Par ailleurs, il faut se méfier de la tentation de ne juger de la pratique concrète des médecins médiévaux qu’à partir des traités qu’ils nous ont laissés. De fait, certains d’entre eux, comme les recueils de consilia par exemple, paraissent décrire fidèlement les pratiques thérapeutiques d’une époque ; cependant, beaucoup de cas pratiques présentés comme relevant d’une expérience vécue sont souvent en réalité tirés d’autorités anciennes, et les recueils ont fait l’objet d’une importante sélection, le plus souvent pour mettre en avant soit le caractère significatif de l’affection, soit les qualités et l’habileté du médecin ; enfin, l’écriture même des traités pratiques est pleine d’une rhétorique dont les origines sont fort anciennes, et qui impose ses propres contraintes à la relation. Une autre tentation est celle de vouloir reconstituer, à partir des traités de médecine, un tableau de la situation sanitaire et clinique des populations du Moyen Âge. Même si beaucoup d’historiens s’y sont essayé avec succès, comme Mirko D. Grmek pour l’Antiquité, cela reste difficile. D’abord, parce que l’identification des maladies décrites dans les traités médiévaux est toujours délicate, et le diagnostic rétrospectif trompeur : souvent, les symptômes relevés ne sont pas discriminants, et il est impossible de faire correspondre un intitulé médiéval à son équivalent contemporain – s’il existe. Ensuite, il ne faut pas oublier que les listes de maladies sont autant le fruit d’une observation du réel que d’une transmission textuelle ancienne. Beaucoup d’affections peu courantes, ou très localisées, se retrouvent intégrés dans des compilations sans correspondre à une quelconque réalité pour le lecteur. Enfin, les questions de vocabulaire sont, là aussi, redoutables : l’existence de nombreux recueils de synonymes le démontre amplement, et ceux-ci doivent toujours être régulièrement consultés.

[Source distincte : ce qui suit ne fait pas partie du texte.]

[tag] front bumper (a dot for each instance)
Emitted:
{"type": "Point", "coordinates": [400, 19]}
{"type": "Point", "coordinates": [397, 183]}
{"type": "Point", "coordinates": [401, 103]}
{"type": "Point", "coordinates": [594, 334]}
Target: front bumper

Ces risques de mésinterprétations n’enlèvent bien sûr rien au profit que l’on peut tirer des traités de médecine pour une étude historique du Moyen Âge. Ceux-ci se prêtent en effet à des usages multiples, allant bien au-delà de la simple histoire des idées. Pour en tirer tout le fruit, il est seulement nécessaire de ne pas se limiter à un aspect de ces textes, mais de tous les embrasser pour reconstituer une véritable histoire sociale de la science médicale.
De l’usage des traités de médecine
AGRIMI Jole, CRISCIANI Chiara, Les consilia médicaux, Turnhout, Brepols, 1994, 106 p. (Typologie des sources du Moyen Age occidental, 69).
JACQUART Danielle, La médecine médiévale dans le cadre parisien (XIVe-XVe siècle), Paris, Fayard, 1998, 587 p.
JACQUART Danielle, « La question disputée dans les Facultés de médecine », dans BAZAN B.C., WIPPEL J.W., FRANSEN G., JACQUART D., Les questions disputées et les questions quodlibetiques dans les Facultés de Théologie, de Droit et de Médecine, Turnhout, Brepols, 1985, p. 281-315 (Typologie des sources du Moyen Age occidental, 44-45).
SIRAISI Nancy G., Medieval and Early Renaissance Medecine. An Introduction to Knowledge and Pratice, Chicago-Londres, University of Chicago Press, 1990, 250 p.